17. İstanbul Bienali, sanat anlayışının çerçevesini geniş çizmek, diğer bilim dallarıyla diyaloğu sıkı tutmak açısından oldukça iddialı. Bu bienalde sanatçıların yanı sıra düşünür, yazar, şair, araştırmacı, mimar, radyo programcısı, balıkçı, aktivist, stand-up komedyeni, şef, etnomüzikolog, ornitolog, deniz bilimci, kukla ustası, müzisyen ve daha pek çok başka alandan uzman isimlerin katılımıyla yürütülen projeler yer alıyor. Bienal izleyicileri, şiir okumalarından dergi tanıtımlarına, festivallerden film gösterimleri ve podcast kayıtlarına, spekülatif yayınların özel sayılarından bahçe gezintilerine, hikaye anlatımlarından toplumsal araştırmalara, protesto gösterilerinden kukla gösterilerine pek çok farklı projeyle karşılaşacak. Başka bir deyişle, 17. İstanbul Bienali bir sergiden daha çok büyük çapta bir kamusal program olarak tecrübe edilebilecek. Etkileşim ve üretim süreci odaklı bir bienal tasarlayan küratöryel ekip, bienal izleyicisini İstanbul’un farklı köşelerinden alışılagelmişin dışındaki mekanlara da taşıyacak.
Bienal’in bu seneki mekanlarının arasında en heyecanla bekleneni şüphesiz on yıldan fazla süredir restorasyonda olan Mimar Sinan’ın Çinili Hamam’ı. 2023’te halka açılması planlanan müze-hamam, 17. İstanbul Bienali sırasında geçici bir süreliğine ziyaret edilebilecek. Duvarlarındaki tarihi İznik çinilerin bir bölümü 18. yüzyılda bölgede yaşanan depremler ve yangınlar sonrasında tahrip olmuş ve kısmen yurtdışına kaçırılmış olsa da, geriye kalan çiniler hamamı süslemeye devam ediyor.

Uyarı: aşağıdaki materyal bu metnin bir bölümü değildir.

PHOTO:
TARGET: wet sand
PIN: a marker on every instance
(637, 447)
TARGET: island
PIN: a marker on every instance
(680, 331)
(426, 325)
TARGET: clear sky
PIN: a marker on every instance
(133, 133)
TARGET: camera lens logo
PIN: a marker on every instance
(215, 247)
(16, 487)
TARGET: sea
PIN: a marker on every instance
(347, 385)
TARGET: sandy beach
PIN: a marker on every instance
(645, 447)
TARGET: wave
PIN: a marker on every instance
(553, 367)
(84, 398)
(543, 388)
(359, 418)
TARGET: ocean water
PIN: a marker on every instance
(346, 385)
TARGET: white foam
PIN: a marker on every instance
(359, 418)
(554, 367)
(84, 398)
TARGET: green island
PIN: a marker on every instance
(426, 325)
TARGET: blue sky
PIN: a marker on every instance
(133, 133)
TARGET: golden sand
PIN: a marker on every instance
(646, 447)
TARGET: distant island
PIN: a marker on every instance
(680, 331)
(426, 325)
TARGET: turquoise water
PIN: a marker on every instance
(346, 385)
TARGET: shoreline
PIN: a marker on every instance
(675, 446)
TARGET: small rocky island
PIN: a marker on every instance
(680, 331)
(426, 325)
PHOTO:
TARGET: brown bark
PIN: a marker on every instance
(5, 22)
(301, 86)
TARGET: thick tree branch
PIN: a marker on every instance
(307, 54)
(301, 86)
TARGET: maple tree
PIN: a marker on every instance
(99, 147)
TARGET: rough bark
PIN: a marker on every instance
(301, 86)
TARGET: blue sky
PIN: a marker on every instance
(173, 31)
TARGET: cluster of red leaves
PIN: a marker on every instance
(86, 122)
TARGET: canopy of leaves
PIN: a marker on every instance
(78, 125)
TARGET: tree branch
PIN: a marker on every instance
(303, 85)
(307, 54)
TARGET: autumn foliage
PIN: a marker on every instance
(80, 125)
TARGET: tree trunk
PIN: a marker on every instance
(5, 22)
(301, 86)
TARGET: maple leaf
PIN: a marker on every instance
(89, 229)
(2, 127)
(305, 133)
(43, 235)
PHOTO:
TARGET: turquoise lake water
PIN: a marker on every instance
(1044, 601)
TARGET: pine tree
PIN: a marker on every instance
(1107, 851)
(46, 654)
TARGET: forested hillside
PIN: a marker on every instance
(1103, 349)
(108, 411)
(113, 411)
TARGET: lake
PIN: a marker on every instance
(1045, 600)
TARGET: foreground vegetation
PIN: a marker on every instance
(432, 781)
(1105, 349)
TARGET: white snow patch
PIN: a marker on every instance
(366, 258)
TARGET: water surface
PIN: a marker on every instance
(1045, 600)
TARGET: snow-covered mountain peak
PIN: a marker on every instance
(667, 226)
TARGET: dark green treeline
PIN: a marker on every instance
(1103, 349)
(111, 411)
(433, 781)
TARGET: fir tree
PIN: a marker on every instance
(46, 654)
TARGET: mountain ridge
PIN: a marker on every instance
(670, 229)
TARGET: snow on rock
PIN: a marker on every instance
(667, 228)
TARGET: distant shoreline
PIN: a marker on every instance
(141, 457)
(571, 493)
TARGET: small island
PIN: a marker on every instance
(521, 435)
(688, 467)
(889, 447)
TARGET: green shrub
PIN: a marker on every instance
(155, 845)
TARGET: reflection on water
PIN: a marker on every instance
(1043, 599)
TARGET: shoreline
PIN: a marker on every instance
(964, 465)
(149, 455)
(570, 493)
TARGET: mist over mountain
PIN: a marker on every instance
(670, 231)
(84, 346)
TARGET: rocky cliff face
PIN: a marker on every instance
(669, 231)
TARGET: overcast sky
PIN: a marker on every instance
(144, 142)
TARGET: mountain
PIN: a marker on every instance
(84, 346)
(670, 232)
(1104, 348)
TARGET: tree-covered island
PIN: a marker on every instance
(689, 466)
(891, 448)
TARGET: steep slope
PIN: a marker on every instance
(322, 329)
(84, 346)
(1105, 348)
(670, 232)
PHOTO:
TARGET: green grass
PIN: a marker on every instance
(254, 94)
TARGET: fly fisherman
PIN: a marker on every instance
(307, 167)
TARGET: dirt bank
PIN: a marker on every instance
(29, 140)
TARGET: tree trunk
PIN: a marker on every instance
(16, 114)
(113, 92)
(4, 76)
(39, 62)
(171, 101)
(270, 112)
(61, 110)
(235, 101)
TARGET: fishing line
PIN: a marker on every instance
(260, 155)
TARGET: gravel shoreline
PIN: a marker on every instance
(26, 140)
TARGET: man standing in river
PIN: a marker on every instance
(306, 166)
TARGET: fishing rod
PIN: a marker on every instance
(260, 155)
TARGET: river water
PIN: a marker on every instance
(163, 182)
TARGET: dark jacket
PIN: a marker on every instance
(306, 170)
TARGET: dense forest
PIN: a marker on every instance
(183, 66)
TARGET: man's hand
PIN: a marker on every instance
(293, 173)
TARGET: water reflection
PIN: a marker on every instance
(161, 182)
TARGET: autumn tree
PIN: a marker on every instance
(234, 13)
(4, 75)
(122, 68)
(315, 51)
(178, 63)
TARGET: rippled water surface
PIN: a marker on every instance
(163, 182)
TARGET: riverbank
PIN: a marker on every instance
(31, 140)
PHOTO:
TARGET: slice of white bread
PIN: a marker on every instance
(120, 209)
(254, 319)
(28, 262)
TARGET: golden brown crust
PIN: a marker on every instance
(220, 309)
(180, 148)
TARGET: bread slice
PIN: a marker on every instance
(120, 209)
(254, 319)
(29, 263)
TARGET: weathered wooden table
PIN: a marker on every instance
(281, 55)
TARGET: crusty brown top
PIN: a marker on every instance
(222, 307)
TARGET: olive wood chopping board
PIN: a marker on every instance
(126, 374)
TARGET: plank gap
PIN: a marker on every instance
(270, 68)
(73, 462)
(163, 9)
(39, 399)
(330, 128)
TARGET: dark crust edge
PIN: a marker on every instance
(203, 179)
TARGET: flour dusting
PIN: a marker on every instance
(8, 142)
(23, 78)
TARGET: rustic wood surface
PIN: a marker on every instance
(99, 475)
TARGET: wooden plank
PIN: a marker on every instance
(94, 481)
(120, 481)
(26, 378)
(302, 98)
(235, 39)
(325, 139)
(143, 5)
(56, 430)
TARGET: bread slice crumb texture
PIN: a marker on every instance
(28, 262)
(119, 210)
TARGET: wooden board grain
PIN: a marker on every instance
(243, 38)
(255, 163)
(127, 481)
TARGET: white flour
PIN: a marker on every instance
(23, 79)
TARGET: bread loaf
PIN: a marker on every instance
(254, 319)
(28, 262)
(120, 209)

Bienal vesilesiyle ziyaret edebileceğimiz bir başka tarihi yapı da Hasanpaşa Gazhanesi. 19. yüzyılın sonunda şehrin sokaklarının aydınlatılması için açılan birçok gazhaneden biri olan Hasanpaşa Gazhanesi, havagazına talebin bitmesiyle 1993’te kapandı. Mahallelilerin yoğun taleplerinin sonucunda ise yirmi dört saat açık bir çalışma ve etkinlik alanı olarak geçen sene Müze Gazhane adıyla tekrar halka kazandırıldı.
Peki, İstanbul’da bir tıbbi bitkiler bahçesi olduğunu biliyor muydunuz? Modern tıp ile çeşitli şifa geleneklerinin kesişiminde yer alan Zeytinburnu Tıbbi Bitkiler Bahçesi, biri müzikal olmak üzere iki sanat işine ev sahipliği yapacak.
Süreç odaklı bu bienalde performans sanatı da tabii ki odak noktası. Bu alanda Türkiye’de öncü olan Performistanbul’un Galata’daki tarihi binası da bu senenin bienal mekanları arasında yer alıyor.
Ayrıca, bir hat ve cilt atölyesi, yirmi yılı aşkın süredir kullanılmayan bir Rum okulu ve Taksim Meydanı’nın altındaki metro tüneli de ilk kez bienal kapsamında sergi mekanı olarak kullanılacak. Bunlara ek olarak şehrin dört bir yanında sayıları 50’yi aşan kitapçı, sahaf, hastane, huzurevi, kafe ve metro durakları da bienal vesilesiyle sanatseverlerin rotasına dahil olacak.
Bienal’in sergi ve proje mekanları, Koç Holding’in desteğiyle, 20 Kasım’a kadar ücretsiz olarak ziyaret edilebilecek. 17. İstanbul Bienali’ne duvarlara asılı resimler görmek beklentisiyle değil de katılımcılarla diyaloğa hazır, yeniliğe açık bir tutumla gitmekte yarar var.